Les soldats fantômes de la Grande Guerre souterraine, 1915-1919 : de l'immigrant pākehā au vétéran oublié : les hommes de la New Zealand Engineers Tunnelling Company

par Anthony Byledbał

Thèse de doctorat en Histoire contemporaine

Sous la direction de Sophie-Anne Leterrier.

Soutenue le 11-12-2012

à l'Artois , dans le cadre de Ecole doctorale Sciences de l'Homme et de la Société (N°473) .


  • Résumé

    La Grande Guerre n’est pas seulement une histoire de fantassins combattant au prix de lourdes pertes dans le no man’s land ou de pilotes se battant au-dessus des champs de bataille. Plus méconnus, les tunneliers sont une part essentielle de la guerre de tranchées. Spécialisés dans le creusement de sapes, ces soldats du génie britannique combattent directement sous les tranchées.Première unité créée en dehors du Royaume-Uni, en septembre 1915, la compagnie de tunneliers de Nouvelle-Zélande débarque à Arras, en mars 1916, devenant par la même occasion la première force néo-zélandaise sur le front occidental. Ce corps particulier s’appuie sur les compétences des recrues sélectionnées pour une guerre nouvelle et secrète. Ainsi, à partir de l’étude des 937 tunneliers néo-zélandais, les données personnelles, familiales, professionnelles et militaires proposent un portrait de ces hommes, avant, pendant et après la guerre.Issus des milieux de l’industrie minière de l’or et de la houille, les engagés de cette compagnie présentent une mixité sociale et culturelle européenne, reflet d’une société néo-zélandaise encore attachée à l’Empire.

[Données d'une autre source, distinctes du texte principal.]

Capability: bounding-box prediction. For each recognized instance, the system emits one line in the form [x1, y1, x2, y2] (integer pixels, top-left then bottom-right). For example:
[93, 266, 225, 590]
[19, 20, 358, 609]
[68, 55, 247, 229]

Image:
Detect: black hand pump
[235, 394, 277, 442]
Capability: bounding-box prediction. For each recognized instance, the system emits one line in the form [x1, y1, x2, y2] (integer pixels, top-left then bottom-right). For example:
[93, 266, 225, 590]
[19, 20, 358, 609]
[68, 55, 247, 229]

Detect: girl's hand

Recrutés pour faciliter leur formation, les tunneliers mènent leurs missions dans la craie blanche de l’Artois, d’abord pour défendre le front au nord d’Arras, puis pour aménager des dug-outs dans la cité artésienne et ses alentours. Ils vivent un combat différent qui rythme une vie bien distincte de leurs homologues de l’infanterie. À bien des égards, ce conflit secret renvoie, dans leur foyer, des individus désormais voués au silence, alors que le comblement de leurs ouvrages enfouit les dernières traces de leur travail, dès la fin de la guerre.

  • Titre traduit

    The phantom soldiers of Great War underground, 1915-1919 : from the pākehā immigrant to the forgotten veteran : men of the New Zealand Engineers Tunnelling Company


  • Résumé

    Accounts of soldiers fighting in trenches and pilots fighting in the air over the battlefields have long become the norm in what we read and watch when considering the history of the Great War. Lesser known is a war within a war that took place deep under the battlefields, the tunneling war. Specialized in working underground, the British tunnellers fought directly beneath the trenches. The first such unit created outside the United Kingdom, in September 1915, the members of the New Zealand Engineers Tunnelling Company which arrived in Arras in March 1916, were at the same time the first New Zealanders on the Western Front. This particular corps relied on the skills of recruits selected to take part in a new and secret war. Thus, by examining the personal, family, professional and military histories of the 937 New Zealand tunnellers, it has been possible to construct a portrait of these men before, during and after the war. From the gold and coal mining fields, recruits of this company had a European social and cultural diversity, reflecting a New Zealand society still attached to the Empire. Recruited to make their training easier, the tunnellers took their mission into the hard white chalk of the Artois, first to defend the front north of Arras, and then to develop dug-outs in and around the artesian city. They fought a different type of war which dictated a way of life distinct from their brothers in arms of the infantry. In many ways, this secret warfare led to demobilized soldiers condemned to silence at home, burying the last traces of their wartime experience as they returned to their former occupations underground.